I think this is because when I come up with an idea for a story, I don't need a bad guy with an interesting personality. When I'm fleshing out my hero and heroine and the trials and tribulations they will endure, I just need a person who makes Bad Things happen when I need them to happen. Studly Green Beret and Susie Archeologist are on the run from Evil Tribal Warlord. Who cares if Evil Tribal Warlord's father traded his favorite goat as part of his older sister's dowry when ETW was only six? I just need him to carry a really big gun and have enough charisma to lead a gang of thugs who can run really fast through the jungle and have a craving for innocent White Woman With Golden Hair nookie.

But, since I've determined to be one of those writers who eventually sells one of her books and - since I'm dreaming big here - plans to be more than a one-hit wonder (said in the loosest sense of the word "wonder"), I can't do this. I can't afford Cartoon Villains. I need bad guys who are real enough that they are actually scary. And real threats to the hero and heroine so that the reader is inspired to keep turning those pages because she really has no idea if things will turn out okay in the end.

Of course, I hit the wall whenever I try to think Evil. I come to a full stop whenever I try to imagine what might incite me to kill someone. Short of a person threatening the lives of my children, I cannot imagine what it would take for me to commit murder. How in the world can I put myself into the mind of a serial killer enough to make him real?
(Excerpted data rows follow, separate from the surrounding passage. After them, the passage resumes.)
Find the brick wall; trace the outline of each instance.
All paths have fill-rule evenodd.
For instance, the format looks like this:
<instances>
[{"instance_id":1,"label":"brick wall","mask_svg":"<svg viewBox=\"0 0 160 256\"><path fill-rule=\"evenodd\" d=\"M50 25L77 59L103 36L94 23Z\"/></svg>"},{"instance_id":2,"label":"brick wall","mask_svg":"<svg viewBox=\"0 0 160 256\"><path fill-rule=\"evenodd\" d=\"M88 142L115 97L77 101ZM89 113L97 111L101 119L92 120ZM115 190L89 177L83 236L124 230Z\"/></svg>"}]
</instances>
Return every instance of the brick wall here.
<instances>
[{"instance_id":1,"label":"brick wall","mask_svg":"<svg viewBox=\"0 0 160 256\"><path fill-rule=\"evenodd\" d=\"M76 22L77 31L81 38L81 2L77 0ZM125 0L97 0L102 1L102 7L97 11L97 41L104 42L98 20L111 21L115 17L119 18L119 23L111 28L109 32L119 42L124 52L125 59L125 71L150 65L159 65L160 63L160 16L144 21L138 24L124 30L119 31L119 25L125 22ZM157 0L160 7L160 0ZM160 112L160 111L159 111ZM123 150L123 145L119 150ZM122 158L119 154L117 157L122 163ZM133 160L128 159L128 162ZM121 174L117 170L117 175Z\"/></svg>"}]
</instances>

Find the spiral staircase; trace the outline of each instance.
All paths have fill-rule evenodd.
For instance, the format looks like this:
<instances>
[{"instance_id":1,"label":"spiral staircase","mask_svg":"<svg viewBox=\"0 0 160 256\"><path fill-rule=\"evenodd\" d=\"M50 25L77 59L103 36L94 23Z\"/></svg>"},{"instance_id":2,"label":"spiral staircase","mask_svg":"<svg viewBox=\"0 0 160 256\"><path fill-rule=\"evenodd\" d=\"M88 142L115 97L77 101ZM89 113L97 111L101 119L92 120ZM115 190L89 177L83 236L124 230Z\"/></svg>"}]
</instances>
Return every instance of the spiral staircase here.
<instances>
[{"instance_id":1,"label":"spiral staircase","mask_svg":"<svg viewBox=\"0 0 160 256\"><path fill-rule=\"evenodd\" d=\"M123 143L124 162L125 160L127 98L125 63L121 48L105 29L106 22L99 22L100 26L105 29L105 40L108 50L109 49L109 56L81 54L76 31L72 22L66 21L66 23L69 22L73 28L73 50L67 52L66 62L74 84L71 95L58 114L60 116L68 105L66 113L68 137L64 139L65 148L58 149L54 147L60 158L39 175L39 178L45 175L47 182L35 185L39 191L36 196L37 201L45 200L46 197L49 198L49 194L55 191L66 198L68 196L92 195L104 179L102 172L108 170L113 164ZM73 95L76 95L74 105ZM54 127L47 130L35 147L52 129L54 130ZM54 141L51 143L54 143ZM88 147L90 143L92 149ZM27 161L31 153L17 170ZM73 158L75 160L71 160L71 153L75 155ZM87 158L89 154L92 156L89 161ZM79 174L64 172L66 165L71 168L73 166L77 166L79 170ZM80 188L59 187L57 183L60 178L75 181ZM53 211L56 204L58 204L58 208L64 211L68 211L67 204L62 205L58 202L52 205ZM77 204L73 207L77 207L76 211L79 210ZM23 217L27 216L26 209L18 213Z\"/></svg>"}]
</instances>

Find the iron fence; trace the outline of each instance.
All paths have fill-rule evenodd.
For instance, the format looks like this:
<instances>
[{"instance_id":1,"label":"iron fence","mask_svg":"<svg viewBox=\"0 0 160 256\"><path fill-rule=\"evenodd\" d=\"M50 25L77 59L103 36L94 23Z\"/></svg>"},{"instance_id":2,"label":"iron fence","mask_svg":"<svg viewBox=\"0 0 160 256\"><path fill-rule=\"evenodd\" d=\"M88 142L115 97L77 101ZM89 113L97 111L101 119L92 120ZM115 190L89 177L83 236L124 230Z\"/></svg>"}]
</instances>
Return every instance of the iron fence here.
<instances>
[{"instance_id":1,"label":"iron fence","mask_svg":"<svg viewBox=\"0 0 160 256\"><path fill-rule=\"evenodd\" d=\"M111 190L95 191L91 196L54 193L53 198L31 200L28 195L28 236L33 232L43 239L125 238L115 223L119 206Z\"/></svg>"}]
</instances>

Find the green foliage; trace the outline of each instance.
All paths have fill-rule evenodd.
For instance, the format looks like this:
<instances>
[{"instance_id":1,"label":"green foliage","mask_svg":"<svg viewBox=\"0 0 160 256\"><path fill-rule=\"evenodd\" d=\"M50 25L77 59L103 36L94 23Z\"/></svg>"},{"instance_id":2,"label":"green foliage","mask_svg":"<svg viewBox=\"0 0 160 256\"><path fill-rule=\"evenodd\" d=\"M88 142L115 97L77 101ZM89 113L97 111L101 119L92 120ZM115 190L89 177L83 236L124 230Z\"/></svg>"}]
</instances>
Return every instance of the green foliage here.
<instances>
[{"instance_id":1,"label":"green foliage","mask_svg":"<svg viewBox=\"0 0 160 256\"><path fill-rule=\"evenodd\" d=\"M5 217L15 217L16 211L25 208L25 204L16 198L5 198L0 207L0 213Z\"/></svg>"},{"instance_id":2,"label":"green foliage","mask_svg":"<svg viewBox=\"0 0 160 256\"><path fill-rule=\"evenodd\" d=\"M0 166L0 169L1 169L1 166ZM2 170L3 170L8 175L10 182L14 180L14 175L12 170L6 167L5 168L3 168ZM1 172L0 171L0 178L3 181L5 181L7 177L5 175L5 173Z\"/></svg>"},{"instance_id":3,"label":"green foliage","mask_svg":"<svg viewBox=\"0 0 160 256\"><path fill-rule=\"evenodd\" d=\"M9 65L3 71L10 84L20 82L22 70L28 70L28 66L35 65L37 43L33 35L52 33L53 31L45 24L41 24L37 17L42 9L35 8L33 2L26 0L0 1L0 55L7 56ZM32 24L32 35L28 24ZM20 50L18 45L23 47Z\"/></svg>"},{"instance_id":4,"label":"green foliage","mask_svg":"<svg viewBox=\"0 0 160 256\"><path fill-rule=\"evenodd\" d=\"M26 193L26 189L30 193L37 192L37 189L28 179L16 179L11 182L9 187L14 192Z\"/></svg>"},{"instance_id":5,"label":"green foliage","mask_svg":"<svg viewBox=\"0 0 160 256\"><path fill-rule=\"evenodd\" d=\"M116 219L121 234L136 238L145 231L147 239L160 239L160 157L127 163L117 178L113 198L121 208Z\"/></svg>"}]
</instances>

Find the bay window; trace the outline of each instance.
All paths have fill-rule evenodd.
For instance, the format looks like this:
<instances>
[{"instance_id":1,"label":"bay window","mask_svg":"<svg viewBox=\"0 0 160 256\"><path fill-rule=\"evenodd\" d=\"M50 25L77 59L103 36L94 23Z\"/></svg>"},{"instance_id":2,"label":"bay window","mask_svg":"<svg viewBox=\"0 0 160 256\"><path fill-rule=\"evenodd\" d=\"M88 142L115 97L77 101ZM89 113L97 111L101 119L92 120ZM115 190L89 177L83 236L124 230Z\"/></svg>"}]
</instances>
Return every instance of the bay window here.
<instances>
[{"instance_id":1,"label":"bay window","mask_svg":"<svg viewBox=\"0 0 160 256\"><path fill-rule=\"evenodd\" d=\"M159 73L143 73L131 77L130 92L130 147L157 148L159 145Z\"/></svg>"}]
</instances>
I've tried research. And it does help. I've discovered there are different types of rapists and what motivates each one and common characteristics. I can kind of fake it a little bit, I think.

I've read book after book about the Middle East, trying for the life of me to understand a mindset that allows extreme Islamic fundamentalists to kill so many innocents in the name of their beliefs. This one, however, is beyond my pale. I cannot get beyond the gaping horror I feel and my complete conviction that these people really do not think with fully balanced minds. I can't get over the conclusion that they are all flipping nut cases. So any terrorists that find their way into my stories will probably end up as raving lunatics with no more motivation than they kill simply because no one has killed them first.

I've heard many an actor claim that playing a villain is way more fun than playing the good guy. There's the chance to really go against your own psyche and let the animal in you run loose. I suppose I need to dig deeper to find that depraved creature living inside me. Not the one that would encourage me to eat an entire bowl of unbaked yellow cake batter, but the one who could be joyful when watching other people suffer for no other reason than I was the one in control.

Maybe what I should do is just imagine how I feel when the biggest idiots on the planet, those insane, obnoxious drivers I encounter so frequently on Chicago's expressways, cut me off after I've been waiting to merge ever so patiently onto or off of the road. You know, the ones who drive on the shoulder or in the exit only lane until the very last second, at which time they cut in front of you like they are far too important to wait their turn as the rest of us peons have done. At moments like those, I truly believe I'm capable of murder. I know real, gut wrenching rage and hate, the kind that someone surely would have to feel to be a true villain.

How good it would feel if for a few unpunishable seconds, I could actually release that monster within. That ought to get me through some pretty goulish scenes.